|Printable version||E-mail this to a friend|
Government introduces legislation for individual electoral registration
The Government recently published the Electoral Registration and Administration Bill, which, if passed, will tackle electoral fraud by speeding up the introduction of individual electoral registration and modernise the system of voter registration. The Bill includes the Government’s plans for individual electoral registration, which would end the practice of the head of a household being responsible for registering everyone in a property.
Currently, the head of a household registers everyone who lives at the same address.
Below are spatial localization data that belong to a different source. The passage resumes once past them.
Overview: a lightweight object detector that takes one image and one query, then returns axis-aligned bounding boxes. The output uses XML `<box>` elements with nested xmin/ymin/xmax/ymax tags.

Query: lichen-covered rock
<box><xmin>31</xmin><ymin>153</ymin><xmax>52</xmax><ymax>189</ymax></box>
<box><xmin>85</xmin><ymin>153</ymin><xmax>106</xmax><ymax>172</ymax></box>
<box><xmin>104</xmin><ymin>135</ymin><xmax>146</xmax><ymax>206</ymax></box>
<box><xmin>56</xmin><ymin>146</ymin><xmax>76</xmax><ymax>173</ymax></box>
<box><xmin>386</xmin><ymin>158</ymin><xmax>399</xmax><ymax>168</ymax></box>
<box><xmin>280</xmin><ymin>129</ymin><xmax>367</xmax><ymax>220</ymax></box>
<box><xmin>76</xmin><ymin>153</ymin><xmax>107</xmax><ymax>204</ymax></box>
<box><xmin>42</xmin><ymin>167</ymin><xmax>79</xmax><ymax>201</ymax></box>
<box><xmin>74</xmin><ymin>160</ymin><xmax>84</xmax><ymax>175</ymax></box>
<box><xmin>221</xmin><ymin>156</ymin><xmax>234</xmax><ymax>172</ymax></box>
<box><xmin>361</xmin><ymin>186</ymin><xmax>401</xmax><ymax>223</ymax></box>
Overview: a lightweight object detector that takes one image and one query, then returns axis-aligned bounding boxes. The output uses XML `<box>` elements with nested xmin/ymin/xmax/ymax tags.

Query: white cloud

Under the system of individual registration, everyone would register separately, each providing their own unique identifiers, like National Insurance number and date of birth, so their information can be verified.
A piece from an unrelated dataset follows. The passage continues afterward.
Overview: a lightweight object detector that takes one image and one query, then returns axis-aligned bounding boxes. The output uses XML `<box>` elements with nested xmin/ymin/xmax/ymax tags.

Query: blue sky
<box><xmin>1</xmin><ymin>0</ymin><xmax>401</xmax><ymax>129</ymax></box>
The new registration system is due to be in place by the end of 2015. During 2014, voters would be transferred to the new system of registration by matching data on the current electoral register with other public records, so around two thirds would not have to take any action in order to remain on the electoral register.
Under the data matching process, an elector’s name and address would be compared against other public databases. If an individual’s details match then they will not have to take any action to remain on the register. Where electors details cannot be confirmed, individuals will be personally invited to register under the new system. This will help ensure that we have an electoral register which is as accurate and complete as possible.
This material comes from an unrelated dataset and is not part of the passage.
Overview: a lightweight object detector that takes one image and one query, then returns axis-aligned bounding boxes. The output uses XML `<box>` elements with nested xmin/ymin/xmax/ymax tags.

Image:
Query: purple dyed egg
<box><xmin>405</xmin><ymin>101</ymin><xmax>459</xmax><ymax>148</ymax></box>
The new Bill also paves the way for online registration, which would make it more convenient for individuals to ensure they are registered to vote.
Over the past year, the Government’s proposals have been subject to extensive consultation and pre-legislative scrutiny.
Under the current system, failure to respond to a household canvass or not provide information to an Electoral Registration Officer (ERO) is a criminal offence punishable by a £1000 fine and which leaves you with a criminal record. The Government does not propose any extension of the existing offence. Instead, the Bill proposes a lesser civil offence, more like a parking fine, where an individual fails to make an application to register to vote. This will provide appropriate encouragement for people to do their civic duty and register to vote. However, it is not our intention to see large numbers of people fined, and so there will be safeguards in place to ensure that EROs are required to take specific steps to encourage an application and only those who refuse repeated invitations can be fined.
Mark Harper, Minister for Political and Constitutional Reform, said:
We must do everything we can to minimise the risk of fraud and increase trust in our electoral system, while encouraging as many eligible voters as possible to get registered to vote.
“Alongside the measures for online registration and to improve the administration of elections, I am confident that the Electoral Registration and Administration Bill will create a fair, robust and efficient system, fit to face the challenges of the 21st century.”
As well as preparation for individual electoral registration, there are also provisions in the Bill to increase voter participation, further improve the integrity of our electoral system and ensure that the process underpinning our elections is more robust. The electoral timetable for UK Parliamentary elections will be extended, benefiting postal voters, in particular those overseas and service personnel based abroad, by allowing them more time to receive and return their postal vote.
Notes to Editors
1) The Bill is published today, and is announced by a Written Ministerial Statement from the Deputy Prime Minister.
2) The policies in the Electoral Registration and Administration Bill are:
a. A major change to our system of electoral registration – Individual Electoral Registration (IER) - requiring electors to register individually rather than by household.
b. IER would be a requirement for any new registrations and for anyone who wants to vote by post or proxy from 2014.
c. Creating a legislative framework to allow alternative channels for registration, such as online registration.
d. Providing for the use of data matching to verify applications, check existing entries in registers and find individuals who do not currently appear on the register.
e. Introducing a civil penalty for those who fail to make an application when required to do so by an Electoral Registration Officer.
f. Extending the electoral timetable for UK Parliamentary elections.
g. Altering the timing of polling place reviews to ensure that reviews are aligned with the five-yearly cycles of elections.
h. Allowing a jointly-nominated candidate to use an emblem on their ballot paper.
i. Removing the automatic postponement of Parish and Community Council elections to allow combination with other elections.
j. Enabling regulations to be made to place Electoral Registration Officers under a duty to inform electors whose postal votes have been rejected because the postal vote identifiers, for example their signature, did not match those stored on record for that elector.
k. Allowing Police Community Support Officers (PCSOs) to enter polling stations as Police Constables can currently.
l. Giving the Secretary of State or Lord President of the Council the power to withhold or reduce a Returning Officer’s fee for reasons of poor performance upon a recommendation from the Electoral Commission.
3) The new system of Individual Electoral Registration (IER): Following the transition to IER people will only get onto the register by making an individual application to register. A household form will remain (as will the offence) but returning this form will not lead to registration. An individual will have to make a new individual application to register, in doing so providing personal information (e.g. Date of Birth and National Insurance Number) that registration officers will verify to establish that the person is genuine. Registration officers will encourage new applications by inviting people to register when they become aware of their existence (through the household form or other means). Once an individual is registered under IER they will not have to make another application to register until they move address.